I realize this is lengthy and a bit windy, but without deeper context, it’s the best I can do. I do think we need to be cautious not to try to break this challenge of defining what an Open Source AI system ™ is down into overly simplistic concepts that may not be universally true (or false).

We should ask:

  1. Is this “component thing” necessary to generate/regenerate the AI system? Can it be “rebuilt from source” without it and get the same functionality as the existing AI system?
  2. Is this “component thing” necessary for core runtime functionality of the AI system? Does it fail to run in normal scenarios without it?

It is arguable that if the answer to both 1 and 2 is no, then the availability of “component thing” is not necessary to exercise the freedom to use the AI system.

I would also argue that if the answer to 1 is no, and 2 is YES, the availability of “component thing” is necessary to exercise the freedom to use the AI system.

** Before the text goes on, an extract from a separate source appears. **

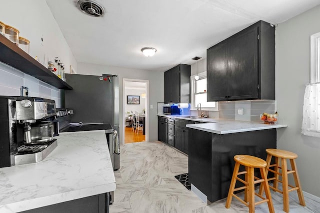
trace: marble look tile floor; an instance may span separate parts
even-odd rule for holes
[[[120,168],[114,172],[116,189],[110,213],[248,212],[248,208],[235,199],[226,209],[225,199],[207,206],[188,191],[174,178],[188,172],[188,156],[168,146],[159,142],[134,143],[125,144],[120,150]],[[299,205],[296,193],[290,193],[290,213],[320,213],[318,200],[306,195],[306,207],[304,207]],[[284,213],[280,195],[272,191],[272,196],[276,213]],[[266,204],[257,206],[256,212],[268,213]]]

A fine nuance here is that it is still possible that some of the sub-components of the larger AI system could be open source, even if the larger AI system would not be considered so.

And for completeness, I would argue that if the answer to 1 is YES, then the availability of “component thing” is necessary to exercise the freedom to use the AI system, because my runtime environment may be different, and I would need to recompile/regenerate the AI system to make it run for me.

I hope this is helpful!

1 Like

Fair enough :slight_smile: the context is visible in the list of components published in the checklist section of draft 0.0.5.. The question came up while setting up the working group doing the analysis of Llama2. I thought it’d be valuable to share it here for a wider conversation.

If I followed your argument correctly, you’re writing about testing, validating, certifying and trusting (to some extent). Consider that the verb to Use in the question is referred to the definition of AI system, it means (following OECD definition) letting the machine infer an output from an input.

This suggests that we can’t answer the question I asked in generic terms because there are too many “it depends”, the scenarios are not clear enough. I think we’re not ready to talk about what’s needed to validate, replicate, trust and the other important issues at a later stage.

I’d say really no.

First, an AI program may be tested manually to some extent. Is everything the developer tries to be in the included set?

Also, this requirement doesn’t exist for non-AI open source software at all. If you test your program on some data, you don’t need to share that data for your program to be open source.

In fact, I’d argue you don’t even have to share things such as unit tests. You should, but you don’t have to and if you don’t what you do share is still open source.

2 Likes

Agree.

May be “appreciated”, but absolutely not required.

1 Like

@stefano I recommend we follow RFC 2119 when using words like “MUST”, “SHOULD”, or “MAY”.

From my understanding from this thread, people agree that the testing data SHOULD be made available to use, but not MUST.

1 Like

@nick, I disagree.

The documenti in question is a definition. The purpose should simply be to discriminate between a license or a model which is open source and one which isn’t.

What “SHOULD” happen, both in the common sense of the word and in the RFC 2119 sense of the world (which are rather well aligned, IMO) is an important topic, but I really think it doesn’t belong in this definition.

2 Likes

I disagree, too.
It would expand the meaning of the traditional term Open Source.

2 Likes

Testing data is not usually coupled with an AI model. For instance, if we have an LLM, we can use multiple benchmarking datasets to test its performance. These benchmark datasets are not coupled with the training process of a model. Besides, some test datasets do not publish their labels to prevent participants from cheating, such as COCO dataset.

Apart from the training and testing, the validation dataset is indeed coupled with an AI model because, in convention, the model hyper-parameters are tuned on them.

So I think it is hard to make sense to require a test dataset, because

  1. There is not a fixed test dataset for a given AI model.
  2. The test dataset is not coupled with the model creating process – it is independent to the model training process. If not, the model trainer has made a serious technical error.